- Committee on Public Accounts seeks details of companies importing ethanol; quantities and procedure followed for issuing licenses
- Report sought from Import and Export Control Department
- Committee also seeks clarification on issuance of licenses for the importation of vehicles and spare parts
The Import and Export Control Department officials were instructed to submit a report to the Committee on Public Accounts within two-week outlining the procedure for issuing licenses for the importation of ethanol into the country by various companies.
The Committee also sought details on each of these companies and the quantity of ethanol imported by those companies.
The Committee which met yesterday also inquired into the issuance of licenses for the importation of vehicles and spare parts to Sri Lanka.
Although it had previously been instructed to take the necessary steps to formulate a proper procedure in coordination with the Department of Motor Traffic, the Committee expressed its displeasure that no action had been taken in this regard.
The Committee requested that a suitable methodology be prepared to maintain the relevant activities in a more efficient and transparent manner and submit it within four months.
The Committee also noted the lack of a standardised computer system to carry out the activities of the Department of Import and Export Control.
The Committee pointed out that the lack of proper coordination with the Direct Liaison Institutions such as the Excise Department, the Department of Motor Traffic and the Sri Lanka Customs is very problematic in conducting the activities of the Department and was instructed to take the necessary steps to do computer networking immediately.

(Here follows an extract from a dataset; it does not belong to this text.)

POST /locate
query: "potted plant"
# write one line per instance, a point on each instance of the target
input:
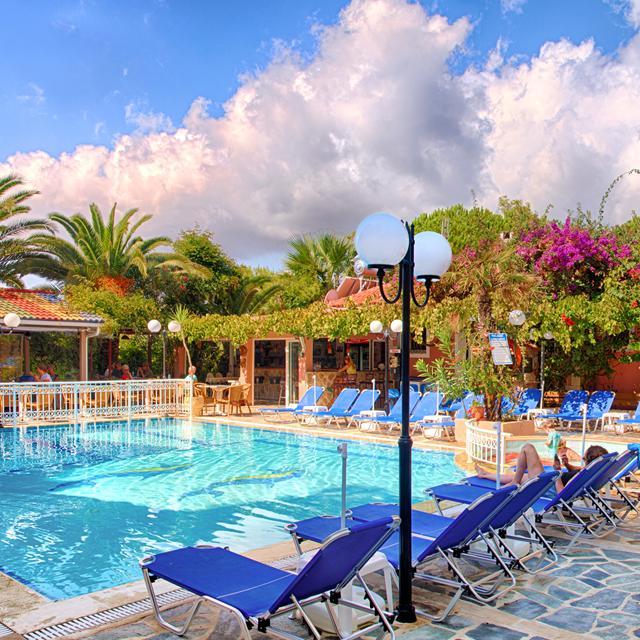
(476, 411)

To this end, the importance of liaising with institutions such as the Information and Communication Technology Agency of Sri Lanka (ICTA) and the Telecommunications Regulatory Commission, the Committee emphasised.
Although the officials of the Department of Import and Export Control were informed about this matter in the year 2016, the Committee expressed its displeasure that this work has not been done so far and considering the importance of this, the Chairman of the Committee decided to appoint a Sub-Committee to inquire into its progress. Also, attention was drawn to the subsequent transfer of vehicles imported under the prize scheme to various parties.

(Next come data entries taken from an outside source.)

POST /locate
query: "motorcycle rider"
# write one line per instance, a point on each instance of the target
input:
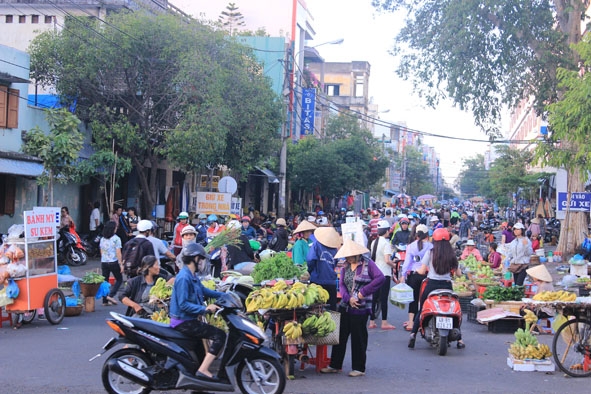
(187, 304)
(443, 264)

Accordingly, after the vehicles were imported under the gift scheme, the officers present were asked about the transfer of the vehicles to other parties.
The officials informed the Committee that the vehicles so imported on a tax concession basis could not be transferred to another party until five years have elapsed. They stated that even after five years of such transfers, the necessary procedures have been put in place to recover the normal tax value of the relevant vehicles.
The Committee also emphasised the importance of proper follow-up and regulation of licenses for vehicles imported under the gift scheme.
The Committee also discussed the report of a special audit to study the reduction in the excise duty on a kilogram of sugar from Rs. 50 to Rs. 25 cents and recently discussed the report of the special audit report to study the non-receipt of the expected relief by the consumers by reducing it to 25 cents.
The introduction of a licensing system for the importation of sugar and the failure to introduce the criteria required to control the import of sugar and the loss incurred by the government due to the delay in issuing licenses will be taken up for discussion in the Committee on the 21st of this month.
MPs Lasantha Alagiyawanna, Tissa Attanayake, Duminda Dissanayake, Udaya Gammanpila, Sudarshini Fernandopulle, Mohomad Muzammil, Niroshan Perera, Ashok Abeysinghe, Hesha Withanage, Sivagnanam Shritharan, Weerasumana Weerasinghe, Ranjith Bandara, B.Y.G. Rathnasekara and Upul Galappaththi were present at the Committee meeting held.